Ipswich Academy (formerly Holywells High School) is a mixed secondary school in Ipswich, Suffolk for students aged 11 to 16. Since September 2010, it has been an Academy.

It has the capacity for over 1,300 students but had around 900 as of 2021. It has a large sports complex and a large multipurpose sports pitch.It has a large indoor sports facility. It also has a main area with a library with a Sixth Form block, and it is building new ball game courts on one of the surrounding fields.

History 
In September 2010, Holywells High School become an academy, originally  ran by the Learning Schools Trust, and was renamed Ipswich Academy. In September 2015, Paradigm Trust - a multi-academy trust formed in September 2013 - took over operation of the academy.

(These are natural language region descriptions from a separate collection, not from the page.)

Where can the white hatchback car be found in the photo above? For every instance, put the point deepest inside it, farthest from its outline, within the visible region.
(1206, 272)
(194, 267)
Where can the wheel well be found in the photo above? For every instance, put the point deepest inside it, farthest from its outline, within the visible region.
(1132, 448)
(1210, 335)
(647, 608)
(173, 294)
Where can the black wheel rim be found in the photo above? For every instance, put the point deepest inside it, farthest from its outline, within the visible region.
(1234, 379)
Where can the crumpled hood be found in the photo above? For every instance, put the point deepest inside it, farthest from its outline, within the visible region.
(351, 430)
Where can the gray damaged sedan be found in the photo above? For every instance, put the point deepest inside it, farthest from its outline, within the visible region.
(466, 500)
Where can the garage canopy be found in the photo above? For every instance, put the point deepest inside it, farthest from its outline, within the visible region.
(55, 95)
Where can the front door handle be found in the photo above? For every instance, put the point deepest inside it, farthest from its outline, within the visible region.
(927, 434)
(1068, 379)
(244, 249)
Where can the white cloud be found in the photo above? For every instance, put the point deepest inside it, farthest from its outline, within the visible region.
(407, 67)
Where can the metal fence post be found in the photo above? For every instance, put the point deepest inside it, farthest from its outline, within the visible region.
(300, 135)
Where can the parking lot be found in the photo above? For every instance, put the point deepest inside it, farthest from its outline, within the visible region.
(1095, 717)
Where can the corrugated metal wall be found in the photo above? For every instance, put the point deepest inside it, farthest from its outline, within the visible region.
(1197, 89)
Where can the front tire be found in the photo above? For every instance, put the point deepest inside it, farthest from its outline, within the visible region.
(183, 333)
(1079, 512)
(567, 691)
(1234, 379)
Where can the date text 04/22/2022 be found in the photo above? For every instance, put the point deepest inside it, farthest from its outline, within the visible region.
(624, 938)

Paradigm Trust was formed with a very simple ethos: it is that every child is entitled to an outstanding education, with equal access to knowledge, skills, opportunities, aspirations, life chances and dignity.

It aims to provide this in many ways to every child at the schools in the Trust; leading with a well-planned and taught curriculum, in an environment where the safety and well-being of pupils are paramount.

Ipswich academy was rebuilt and reopened on the Gainsbrough estate on the 29th September 2013 by the education secretary at the time Michael Gove As an open plan school, but this was changed shortly after due to noise issues. Paridigm Trust took over the school in 2015 after a series of damning ofsted reports, and leading to the later collapse of the learning schools trust.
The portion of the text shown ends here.